In a community-based cohort of both men and women, we quantified the 18-year risk of incident gout associated with obesity and found that being obese at study entry, as well as at age 21 years, were both associated with an earlier age of gout onset. Our study confirms that obesity is a strong risk factor for gout even after accounting for known risk factors and co-morbid conditions. Additionally, this is the first study to show that those who were obese at age 21 developed gout 11 years earlier than their non-obese counterparts.

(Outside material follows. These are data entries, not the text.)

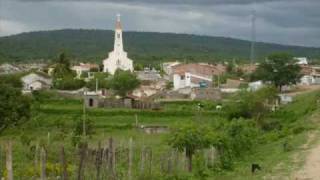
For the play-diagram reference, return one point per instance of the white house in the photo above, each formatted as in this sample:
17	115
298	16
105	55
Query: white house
254	86
118	57
148	75
195	75
307	80
9	69
84	68
36	81
168	67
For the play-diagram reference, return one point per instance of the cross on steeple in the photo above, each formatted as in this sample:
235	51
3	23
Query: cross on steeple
118	17
118	23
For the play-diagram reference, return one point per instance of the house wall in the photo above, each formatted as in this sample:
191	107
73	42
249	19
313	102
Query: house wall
178	82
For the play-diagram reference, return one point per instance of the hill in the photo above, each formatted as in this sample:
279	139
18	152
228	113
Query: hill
143	47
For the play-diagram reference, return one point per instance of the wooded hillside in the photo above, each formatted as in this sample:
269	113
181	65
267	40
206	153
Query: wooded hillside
143	47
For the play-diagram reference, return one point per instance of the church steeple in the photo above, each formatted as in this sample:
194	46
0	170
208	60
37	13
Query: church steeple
118	44
118	23
118	58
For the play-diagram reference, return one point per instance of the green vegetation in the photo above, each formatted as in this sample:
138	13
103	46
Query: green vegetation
15	108
122	82
280	69
145	48
267	138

Our study confirms the previously noted association of obesity and gout (47). Our study extends the research that has been previously limited to males (7) and male health professionals (4, 5). One prospective study of male physicians noted a greater than two-fold increase in risk of gout in those whose BMI increased more than 1.88 kg/m2 prior to 35 years of age (4). The Johns Hopkins Precursors study of male medical students found the relative risk of gout to be 1.12 per one unit increase in BMI at age 35, yet this relationship was not seen when evaluating weight at age 22 years (4). In contrast to the Precursors cohort, our study did find that early life obesity was associated with incident gout in men (4). These differences may be secondary to power as there were only sixty cases of gout in this cohort; there may not have been adequate power to detect such a difference. Additionally, the association between obesity on the development of gout was also examined in the Health Professionals Follow-up Study (5). Results similar to our own were reported according to the three categories of BMI common to both studies: 25–29.9, 30–34.9 and ≥35 kg/m2. Though we did not adjust for dietary factors, we found that the risk of gout was similar to Choi (5), who reported a relative risk of 1.95, 2.33 and 2.97, respectively. Additionally, this study found the risk of gout for those who were obese at age 21 was 1.66 times greater compared to those with normal BMI, which was similar to our results about early adult obesity. Unlike this study of male health professionals, were unable to test short-term vs. long-term effects of obesity because this was not the focus of our study. Similar to our results, a long-term follow-up study of gout in the Framingham cohort, obesity was associated with greater than two-fold risk in both men and women (6).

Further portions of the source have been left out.